On the one hand, that seems an obvious, if unfair, statement. Clearly we don't disciple well - if we did, if people were being shaped into reasonable imitators of Christ, then the Kingdom would break out all over. (It actually is, I believe; but it's easy to miss it, growing as it often does in secret from tiny mustard seeds.) But it's not so much the state of the world, as the state of the church, that says we don't do discipleship all that well.

Most of the world respects Jesus. As Gandhi said, ""I like your Christ, I do not like your Christians. Your Christians are so unlike your Christ." Many churches are filled with angry, bitter, willfully ignorant, willfully hateful people. There are millions who claim to be disciples (i.e., call themselves Christians) but don't recognize a need to live sacrificially, to love enemies, to care for the poor, the outcast, and the oppressed, to lay down their lives for the good of others - or any of the other things Jesus is known for. There are millions of others, perhaps, who recognize this - and react with cynicism and despair, rather than hope, or with a sense of moral superiority, rather than humility, or who don't react at all, secure in their belief that *feeling* a sense of compassion absolves them of the need to *act* compassionately.

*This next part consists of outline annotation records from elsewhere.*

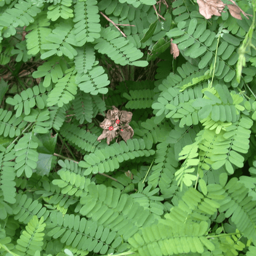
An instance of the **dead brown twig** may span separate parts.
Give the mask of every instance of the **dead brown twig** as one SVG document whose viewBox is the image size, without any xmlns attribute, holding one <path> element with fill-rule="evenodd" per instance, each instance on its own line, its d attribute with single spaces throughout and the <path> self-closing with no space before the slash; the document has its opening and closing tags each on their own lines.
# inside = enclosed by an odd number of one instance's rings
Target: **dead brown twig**
<svg viewBox="0 0 256 256">
<path fill-rule="evenodd" d="M 108 20 L 110 23 L 111 23 L 122 34 L 123 36 L 126 38 L 126 34 L 124 34 L 124 32 L 122 31 L 122 30 L 120 30 L 119 28 L 118 28 L 118 26 L 135 26 L 134 25 L 130 25 L 130 24 L 116 24 L 113 20 L 110 20 L 108 17 L 106 16 L 102 12 L 100 12 L 100 14 L 106 20 Z"/>
</svg>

Many christians - many churches - spread anger, fear, and ignorance. Others spread apathy, or smugness, or self-satisfaction with unearned prosperity. The New Testament says approximately "God is light, and in God is no darkness at all." A lot of churches and a lot of individuals spend a lot of time and effort imitating the dark and not the light.

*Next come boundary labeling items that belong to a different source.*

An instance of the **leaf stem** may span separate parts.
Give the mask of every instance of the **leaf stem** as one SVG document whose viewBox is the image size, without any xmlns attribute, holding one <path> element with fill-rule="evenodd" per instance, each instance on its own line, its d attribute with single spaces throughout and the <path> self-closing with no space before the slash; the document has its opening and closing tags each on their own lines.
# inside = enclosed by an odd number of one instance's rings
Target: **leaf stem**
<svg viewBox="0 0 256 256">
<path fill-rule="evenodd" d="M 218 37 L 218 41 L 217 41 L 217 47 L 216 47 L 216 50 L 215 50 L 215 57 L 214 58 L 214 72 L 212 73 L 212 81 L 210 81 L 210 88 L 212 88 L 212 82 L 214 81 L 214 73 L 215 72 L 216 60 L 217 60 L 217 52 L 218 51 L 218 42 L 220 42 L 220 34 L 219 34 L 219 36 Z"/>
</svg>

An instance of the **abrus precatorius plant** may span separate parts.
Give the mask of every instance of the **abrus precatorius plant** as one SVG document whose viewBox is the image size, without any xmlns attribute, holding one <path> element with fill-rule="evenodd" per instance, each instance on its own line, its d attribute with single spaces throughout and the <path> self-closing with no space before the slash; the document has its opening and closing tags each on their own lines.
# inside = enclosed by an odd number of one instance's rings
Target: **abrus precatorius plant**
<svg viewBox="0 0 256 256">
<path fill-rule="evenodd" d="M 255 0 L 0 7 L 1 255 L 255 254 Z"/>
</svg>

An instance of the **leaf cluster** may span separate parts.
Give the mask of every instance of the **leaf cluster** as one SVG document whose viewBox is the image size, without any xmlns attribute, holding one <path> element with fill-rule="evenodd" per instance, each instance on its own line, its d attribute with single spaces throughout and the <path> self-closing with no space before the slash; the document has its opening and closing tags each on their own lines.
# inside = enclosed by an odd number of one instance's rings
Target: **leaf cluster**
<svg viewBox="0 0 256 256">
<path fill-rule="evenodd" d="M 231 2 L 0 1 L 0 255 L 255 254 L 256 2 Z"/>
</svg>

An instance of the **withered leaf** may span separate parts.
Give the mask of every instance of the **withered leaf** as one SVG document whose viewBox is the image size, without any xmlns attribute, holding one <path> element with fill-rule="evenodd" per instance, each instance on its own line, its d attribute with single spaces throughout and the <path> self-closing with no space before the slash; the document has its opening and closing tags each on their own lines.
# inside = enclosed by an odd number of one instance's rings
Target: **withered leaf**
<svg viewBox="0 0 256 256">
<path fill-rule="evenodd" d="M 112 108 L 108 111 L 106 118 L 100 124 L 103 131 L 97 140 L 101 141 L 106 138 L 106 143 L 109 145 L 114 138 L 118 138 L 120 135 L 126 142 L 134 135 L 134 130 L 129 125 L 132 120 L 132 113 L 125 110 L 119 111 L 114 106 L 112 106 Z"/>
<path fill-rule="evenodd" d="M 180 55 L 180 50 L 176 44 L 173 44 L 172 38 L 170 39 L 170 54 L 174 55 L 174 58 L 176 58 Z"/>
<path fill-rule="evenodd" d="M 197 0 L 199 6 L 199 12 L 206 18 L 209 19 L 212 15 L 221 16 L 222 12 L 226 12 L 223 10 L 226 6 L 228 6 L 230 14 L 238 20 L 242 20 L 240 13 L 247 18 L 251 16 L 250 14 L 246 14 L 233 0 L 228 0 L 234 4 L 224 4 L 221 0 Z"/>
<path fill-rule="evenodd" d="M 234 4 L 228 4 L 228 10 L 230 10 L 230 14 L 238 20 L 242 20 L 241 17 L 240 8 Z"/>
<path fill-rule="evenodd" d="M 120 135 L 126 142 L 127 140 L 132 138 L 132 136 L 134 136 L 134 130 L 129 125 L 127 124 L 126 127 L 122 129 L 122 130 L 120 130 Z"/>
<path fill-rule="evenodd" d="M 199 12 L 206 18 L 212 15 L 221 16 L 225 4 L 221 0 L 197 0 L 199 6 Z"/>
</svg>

Over the last couple of years, a new sensibility has been trying to emerge in me - a “new” sensibility that is widespread, ancient, and strong. For me, at the heart of this new sensibility is the conviction that we western, comfortable, middle class Christians spend too much time trying to explain away too much of the biblical witness. I'm not talking about debates about inerrancy and miracles and stuff. Much of that, I think, is a smokescreen. I'm talking about our impulse to soften the demands Scripture generally and Jesus specifically.

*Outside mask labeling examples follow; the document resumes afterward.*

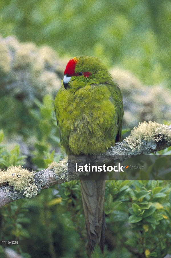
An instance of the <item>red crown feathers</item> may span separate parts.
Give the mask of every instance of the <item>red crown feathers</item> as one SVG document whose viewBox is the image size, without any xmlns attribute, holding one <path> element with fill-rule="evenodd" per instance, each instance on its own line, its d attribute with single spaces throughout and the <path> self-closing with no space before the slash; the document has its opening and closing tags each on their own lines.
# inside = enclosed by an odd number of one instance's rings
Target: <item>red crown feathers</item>
<svg viewBox="0 0 171 258">
<path fill-rule="evenodd" d="M 66 68 L 64 72 L 64 74 L 65 75 L 68 74 L 70 76 L 78 76 L 79 73 L 76 74 L 75 71 L 76 66 L 78 62 L 78 60 L 76 57 L 70 59 L 66 65 Z M 89 77 L 89 76 L 91 74 L 91 73 L 89 72 L 84 72 L 83 74 L 84 77 Z"/>
</svg>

God desires, not sacrifice and offering, according to the prophet Amos, but justice and mercy.

To help the needy is your spiritual act of worship. Whatever you have done for the least of these, you have done it for me.

Pure and undefiled religion in the sight of our God and Father is this: to visit orphans and widows in their distress, and to keep oneself unstained by the world.

By the way, that lost is from James chapter 1. When James is talking about keeping unstained by the world…in context, he’s talking about two things primarily - controlling how you speak to and treat other people, and about being a *hearer* of the word who is not a doer of the word.

Hearing, but not doing, is a form of being "stained by the world."

Knowledge is important, but it's meaningless unless we act in love. Acting well requires knowledge, but it also requires COURAGE.

We need discipleship that teaches us courage...that teaches us to act.